*** Self-adaptive Executors for Big Data Processing ***


Authors: Sobhan Omranian Khorasani, Jan S. Rellermeyer, Dick Epema
Distributed Systems Group
Delft University of Technology



***General Introduction***

This dataset contains the measurements obtained with Apache Spark using different strategies for adapting the number of executor threads to reduce I/O contention. The two main strategies explored are a static solution (number of executor threads for I/O intensive tasks pre-determined) and a dynamic solution that employs an active control loop to measure epoll_wait time.

This data was collected running our enhanced version of Spark on OpenJDK 8 in different settings on the DAS-5 cluster. A complete description of the experimental setup can be found in our ACM/IFIP Middleware 2019 paper "Self-adaptive Executors for Big Data Processing". The source code and the scripts for executing the experiments are available on: https://github.com/SobhanOmranian/spark-dca



***Purpose of the Experiments***
The purpose of the experiments is to show that reducing the executor thread count for I/O-intensive phases of the big data workload yields better performance due to the reduction of I/O contention.

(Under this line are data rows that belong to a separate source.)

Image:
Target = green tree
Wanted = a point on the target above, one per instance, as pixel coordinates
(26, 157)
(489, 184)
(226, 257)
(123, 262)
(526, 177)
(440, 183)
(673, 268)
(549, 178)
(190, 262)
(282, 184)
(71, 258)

***Overview of Files and Description of the Data***

Filename: figure1_experiment[io_wait_time].csv

Description: This experiment shows the amount of IO wait time and CPU utilization in each stage of the application.

Header:
•	appName: name of the application
•	stage: a number representing the stage of the application
•	usr: the percentage of CPU utilization that occurred while executing at the user level (application).
•	nice: the percentage of CPU utilization that occurred while executing at the user level with nice priority.
•	sys: the percentage of CPU utilization that occurred while executing at the system level (kernel).
•	iowait: the percentage of time that the CPU or CPUs were idle during which the system had an outstanding disk I/O request.
•	irq: the percentage of time spent by the CPU or CPUs to service hardware interrupts.
•	soft: show the percentage of time spent by the CPU or CPUs to service software interrupts.
•	steal: the percentage of time spent in involuntary wait by the virtual CPU or CPUs while the hypervisor was servicing another virtual processor.
•	gnice: the percentage of time spent by the CPU or CPUs to run a niced guest.
•	idle: the percentage of time that the CPU or CPUs were idle and the system did not have an outstanding disk I/O request.
•	duration: time taken for a given stage to complete. (unit: millisecond)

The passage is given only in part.